Muir's Department Store was an American retail store; in the 1920s, it was the largest in the Main Street shopping district in the downtown area. It was located at the corner of Main and Prospect Streets in East Orange, New Jersey. The store is now defunct.

In 1882, the R.H. Muir Company (the store's official parent company), founded Muir's Department Store, which became the flagship store of the large East Orange retail district along Main Street. At the time, East Orange was referred to as having the first "suburban" retail district in New Jersey and was also home to a large branch of the upscale Fifth Avenue department store company, Best & Co.

A second retail district in East Orange ran along Central Avenue, and this area was home to branches of B. Altman and Company as well as Franklin Simon.
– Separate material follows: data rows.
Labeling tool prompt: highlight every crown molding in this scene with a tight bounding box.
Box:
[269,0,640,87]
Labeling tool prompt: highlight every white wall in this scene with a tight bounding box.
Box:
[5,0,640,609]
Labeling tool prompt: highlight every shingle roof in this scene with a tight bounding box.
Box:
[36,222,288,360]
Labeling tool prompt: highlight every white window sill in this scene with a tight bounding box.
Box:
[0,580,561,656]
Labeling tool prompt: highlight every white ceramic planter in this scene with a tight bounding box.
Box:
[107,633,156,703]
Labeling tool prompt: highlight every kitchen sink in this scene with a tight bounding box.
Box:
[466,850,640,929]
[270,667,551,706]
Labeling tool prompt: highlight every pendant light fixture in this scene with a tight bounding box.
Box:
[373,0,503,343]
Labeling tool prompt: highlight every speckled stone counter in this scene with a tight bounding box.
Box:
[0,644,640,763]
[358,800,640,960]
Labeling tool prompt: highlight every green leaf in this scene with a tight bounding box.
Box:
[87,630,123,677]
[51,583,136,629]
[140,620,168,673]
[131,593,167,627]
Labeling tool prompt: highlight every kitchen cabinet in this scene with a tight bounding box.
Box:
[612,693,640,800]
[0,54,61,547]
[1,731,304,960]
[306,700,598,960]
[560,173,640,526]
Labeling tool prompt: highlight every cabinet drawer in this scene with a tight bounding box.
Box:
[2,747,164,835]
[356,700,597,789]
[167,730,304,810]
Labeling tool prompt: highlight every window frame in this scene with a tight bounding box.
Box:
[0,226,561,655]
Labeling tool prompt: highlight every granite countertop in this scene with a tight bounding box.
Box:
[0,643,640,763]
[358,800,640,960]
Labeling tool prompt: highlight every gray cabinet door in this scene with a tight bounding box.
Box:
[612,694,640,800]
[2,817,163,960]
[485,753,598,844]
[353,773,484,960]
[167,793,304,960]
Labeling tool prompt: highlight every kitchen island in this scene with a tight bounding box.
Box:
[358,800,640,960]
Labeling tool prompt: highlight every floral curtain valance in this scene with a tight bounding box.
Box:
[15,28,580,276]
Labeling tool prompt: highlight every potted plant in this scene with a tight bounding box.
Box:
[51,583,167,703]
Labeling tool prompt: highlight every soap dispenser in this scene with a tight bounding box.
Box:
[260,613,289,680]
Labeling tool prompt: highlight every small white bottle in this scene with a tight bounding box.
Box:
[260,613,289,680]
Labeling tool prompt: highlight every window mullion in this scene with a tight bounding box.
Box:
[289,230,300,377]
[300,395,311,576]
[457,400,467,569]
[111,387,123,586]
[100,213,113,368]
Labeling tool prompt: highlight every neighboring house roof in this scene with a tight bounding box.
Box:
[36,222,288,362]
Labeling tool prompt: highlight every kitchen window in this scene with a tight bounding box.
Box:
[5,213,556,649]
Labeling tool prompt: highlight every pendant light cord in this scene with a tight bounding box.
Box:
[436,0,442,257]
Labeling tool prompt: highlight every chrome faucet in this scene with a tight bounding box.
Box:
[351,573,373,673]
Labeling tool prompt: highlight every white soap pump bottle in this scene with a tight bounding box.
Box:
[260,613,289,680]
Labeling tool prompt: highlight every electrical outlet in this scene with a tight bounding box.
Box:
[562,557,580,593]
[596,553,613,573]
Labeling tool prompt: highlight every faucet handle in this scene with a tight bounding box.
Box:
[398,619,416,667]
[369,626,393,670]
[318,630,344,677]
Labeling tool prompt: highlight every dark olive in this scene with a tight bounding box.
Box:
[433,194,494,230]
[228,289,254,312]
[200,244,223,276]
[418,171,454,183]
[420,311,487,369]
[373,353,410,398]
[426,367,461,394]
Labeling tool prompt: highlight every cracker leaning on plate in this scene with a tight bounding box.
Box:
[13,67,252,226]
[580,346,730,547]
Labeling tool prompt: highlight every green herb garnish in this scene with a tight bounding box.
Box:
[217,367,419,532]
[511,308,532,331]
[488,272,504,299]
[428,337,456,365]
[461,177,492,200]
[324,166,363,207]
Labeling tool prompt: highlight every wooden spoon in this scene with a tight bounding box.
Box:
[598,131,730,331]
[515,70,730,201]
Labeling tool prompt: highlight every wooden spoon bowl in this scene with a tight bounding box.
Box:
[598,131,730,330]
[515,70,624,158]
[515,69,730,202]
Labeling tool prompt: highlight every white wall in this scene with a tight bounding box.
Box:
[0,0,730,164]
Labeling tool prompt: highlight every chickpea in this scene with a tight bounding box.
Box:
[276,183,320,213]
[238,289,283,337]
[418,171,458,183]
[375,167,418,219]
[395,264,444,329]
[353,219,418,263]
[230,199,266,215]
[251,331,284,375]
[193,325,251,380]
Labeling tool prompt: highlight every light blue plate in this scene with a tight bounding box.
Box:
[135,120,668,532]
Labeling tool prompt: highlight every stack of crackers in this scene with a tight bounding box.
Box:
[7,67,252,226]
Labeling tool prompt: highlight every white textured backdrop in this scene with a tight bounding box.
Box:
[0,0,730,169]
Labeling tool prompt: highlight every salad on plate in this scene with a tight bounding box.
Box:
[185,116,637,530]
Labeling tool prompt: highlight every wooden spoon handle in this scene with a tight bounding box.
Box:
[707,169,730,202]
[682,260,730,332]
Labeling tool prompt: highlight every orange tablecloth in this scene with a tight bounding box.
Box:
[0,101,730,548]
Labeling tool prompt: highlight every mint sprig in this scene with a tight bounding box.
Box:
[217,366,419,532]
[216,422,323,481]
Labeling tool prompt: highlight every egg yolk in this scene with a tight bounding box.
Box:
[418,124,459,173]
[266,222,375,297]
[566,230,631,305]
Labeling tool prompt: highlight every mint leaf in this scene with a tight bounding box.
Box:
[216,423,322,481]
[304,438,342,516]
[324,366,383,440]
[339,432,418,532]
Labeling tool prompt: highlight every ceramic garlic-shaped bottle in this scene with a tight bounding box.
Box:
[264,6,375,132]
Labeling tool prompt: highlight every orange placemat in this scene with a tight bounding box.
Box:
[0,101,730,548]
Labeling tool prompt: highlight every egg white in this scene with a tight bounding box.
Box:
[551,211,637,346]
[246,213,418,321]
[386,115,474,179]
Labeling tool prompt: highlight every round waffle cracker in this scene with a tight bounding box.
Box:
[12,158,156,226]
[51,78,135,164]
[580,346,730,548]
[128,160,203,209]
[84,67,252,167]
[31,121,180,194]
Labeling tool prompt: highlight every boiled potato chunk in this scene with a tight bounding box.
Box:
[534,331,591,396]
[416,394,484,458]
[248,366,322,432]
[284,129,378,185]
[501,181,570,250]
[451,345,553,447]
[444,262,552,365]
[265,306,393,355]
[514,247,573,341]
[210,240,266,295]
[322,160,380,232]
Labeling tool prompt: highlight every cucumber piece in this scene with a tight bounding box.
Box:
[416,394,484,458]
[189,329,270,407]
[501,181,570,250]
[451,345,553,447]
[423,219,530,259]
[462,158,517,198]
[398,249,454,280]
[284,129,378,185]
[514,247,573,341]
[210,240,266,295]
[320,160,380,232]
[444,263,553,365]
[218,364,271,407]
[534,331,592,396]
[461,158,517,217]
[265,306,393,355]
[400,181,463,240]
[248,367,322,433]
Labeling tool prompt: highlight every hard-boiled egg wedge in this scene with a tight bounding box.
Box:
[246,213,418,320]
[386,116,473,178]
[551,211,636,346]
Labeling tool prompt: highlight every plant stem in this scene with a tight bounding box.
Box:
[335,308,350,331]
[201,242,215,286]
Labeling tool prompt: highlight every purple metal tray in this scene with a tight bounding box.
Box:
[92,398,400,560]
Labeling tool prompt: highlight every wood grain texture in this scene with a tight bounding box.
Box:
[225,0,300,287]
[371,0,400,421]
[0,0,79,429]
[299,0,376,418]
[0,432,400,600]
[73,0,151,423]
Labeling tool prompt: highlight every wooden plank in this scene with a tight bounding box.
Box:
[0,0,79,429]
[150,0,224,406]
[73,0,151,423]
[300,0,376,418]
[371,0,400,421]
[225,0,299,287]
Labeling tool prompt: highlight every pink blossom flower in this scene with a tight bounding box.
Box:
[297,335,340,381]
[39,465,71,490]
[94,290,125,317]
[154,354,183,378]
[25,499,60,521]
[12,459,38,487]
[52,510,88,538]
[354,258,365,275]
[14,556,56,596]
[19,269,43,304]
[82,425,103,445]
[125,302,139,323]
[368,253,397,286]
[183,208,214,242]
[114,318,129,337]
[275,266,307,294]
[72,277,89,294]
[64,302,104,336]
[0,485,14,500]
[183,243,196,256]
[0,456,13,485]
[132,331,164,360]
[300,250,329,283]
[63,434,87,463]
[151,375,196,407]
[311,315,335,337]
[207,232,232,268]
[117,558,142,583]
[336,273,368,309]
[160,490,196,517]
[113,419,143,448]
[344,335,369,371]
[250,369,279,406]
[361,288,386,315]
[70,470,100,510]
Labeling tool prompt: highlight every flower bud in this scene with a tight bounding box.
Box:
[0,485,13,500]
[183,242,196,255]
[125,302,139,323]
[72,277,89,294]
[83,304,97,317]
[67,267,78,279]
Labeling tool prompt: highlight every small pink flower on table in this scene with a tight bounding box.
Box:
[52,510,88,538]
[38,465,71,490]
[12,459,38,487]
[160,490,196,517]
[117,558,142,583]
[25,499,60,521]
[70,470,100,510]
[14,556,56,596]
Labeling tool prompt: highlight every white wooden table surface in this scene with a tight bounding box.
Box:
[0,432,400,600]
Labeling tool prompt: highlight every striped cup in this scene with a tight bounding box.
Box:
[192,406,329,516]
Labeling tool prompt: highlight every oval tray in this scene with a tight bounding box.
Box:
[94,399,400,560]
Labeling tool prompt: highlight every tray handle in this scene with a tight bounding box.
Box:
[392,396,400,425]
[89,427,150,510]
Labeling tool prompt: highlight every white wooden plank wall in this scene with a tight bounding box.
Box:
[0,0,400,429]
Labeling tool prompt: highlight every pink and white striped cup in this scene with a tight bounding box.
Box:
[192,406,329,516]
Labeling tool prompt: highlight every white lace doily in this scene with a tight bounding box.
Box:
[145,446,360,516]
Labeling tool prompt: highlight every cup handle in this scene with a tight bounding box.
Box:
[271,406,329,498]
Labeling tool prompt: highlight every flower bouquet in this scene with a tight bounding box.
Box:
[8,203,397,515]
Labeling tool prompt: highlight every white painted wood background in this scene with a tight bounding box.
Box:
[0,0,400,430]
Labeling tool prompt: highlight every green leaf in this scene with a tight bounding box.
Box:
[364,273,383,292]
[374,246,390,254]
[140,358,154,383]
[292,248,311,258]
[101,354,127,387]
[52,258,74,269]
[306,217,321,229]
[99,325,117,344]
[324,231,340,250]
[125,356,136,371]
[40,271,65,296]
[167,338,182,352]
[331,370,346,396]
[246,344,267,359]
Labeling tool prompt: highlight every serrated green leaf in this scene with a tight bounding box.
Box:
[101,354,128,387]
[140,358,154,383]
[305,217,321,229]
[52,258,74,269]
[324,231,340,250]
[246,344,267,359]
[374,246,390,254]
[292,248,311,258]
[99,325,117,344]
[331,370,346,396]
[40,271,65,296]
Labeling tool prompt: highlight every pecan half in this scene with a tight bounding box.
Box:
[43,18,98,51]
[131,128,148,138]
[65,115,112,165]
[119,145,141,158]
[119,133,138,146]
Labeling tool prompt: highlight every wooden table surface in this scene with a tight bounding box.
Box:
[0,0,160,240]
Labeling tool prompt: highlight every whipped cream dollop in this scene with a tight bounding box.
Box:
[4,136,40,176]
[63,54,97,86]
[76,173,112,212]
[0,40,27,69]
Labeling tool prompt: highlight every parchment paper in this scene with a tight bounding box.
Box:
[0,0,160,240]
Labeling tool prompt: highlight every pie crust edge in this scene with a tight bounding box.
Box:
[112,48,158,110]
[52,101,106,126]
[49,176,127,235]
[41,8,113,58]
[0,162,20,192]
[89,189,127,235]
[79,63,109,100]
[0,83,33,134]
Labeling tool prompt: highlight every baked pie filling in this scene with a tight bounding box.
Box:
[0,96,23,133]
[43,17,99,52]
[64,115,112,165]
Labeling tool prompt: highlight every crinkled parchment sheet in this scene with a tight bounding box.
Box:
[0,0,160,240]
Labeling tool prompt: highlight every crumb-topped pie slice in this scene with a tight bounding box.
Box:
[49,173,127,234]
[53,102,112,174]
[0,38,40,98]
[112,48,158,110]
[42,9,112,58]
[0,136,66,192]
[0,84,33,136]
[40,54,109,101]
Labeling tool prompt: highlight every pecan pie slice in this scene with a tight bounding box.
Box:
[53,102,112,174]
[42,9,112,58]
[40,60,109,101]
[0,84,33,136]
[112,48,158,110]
Muir's was a department store that featured designer and couture clothing departments for women, named "Miss Muir" and "Lady Muir", respectively. The store featured over 100,000 sqft street floor, and three smaller upper floors with store departments that sold household goods, including a furniture department.

Muir's went through a number of ownership changes in the 1970s before finally shutting down in the early 1980s.

The Muir's Department Store buildings were last used to house a flea market before the main structure was destroyed in a fire. A couple of adjunct buildings did, however, remain intact afterward, the Muir's label remaining visible on their facades to this day.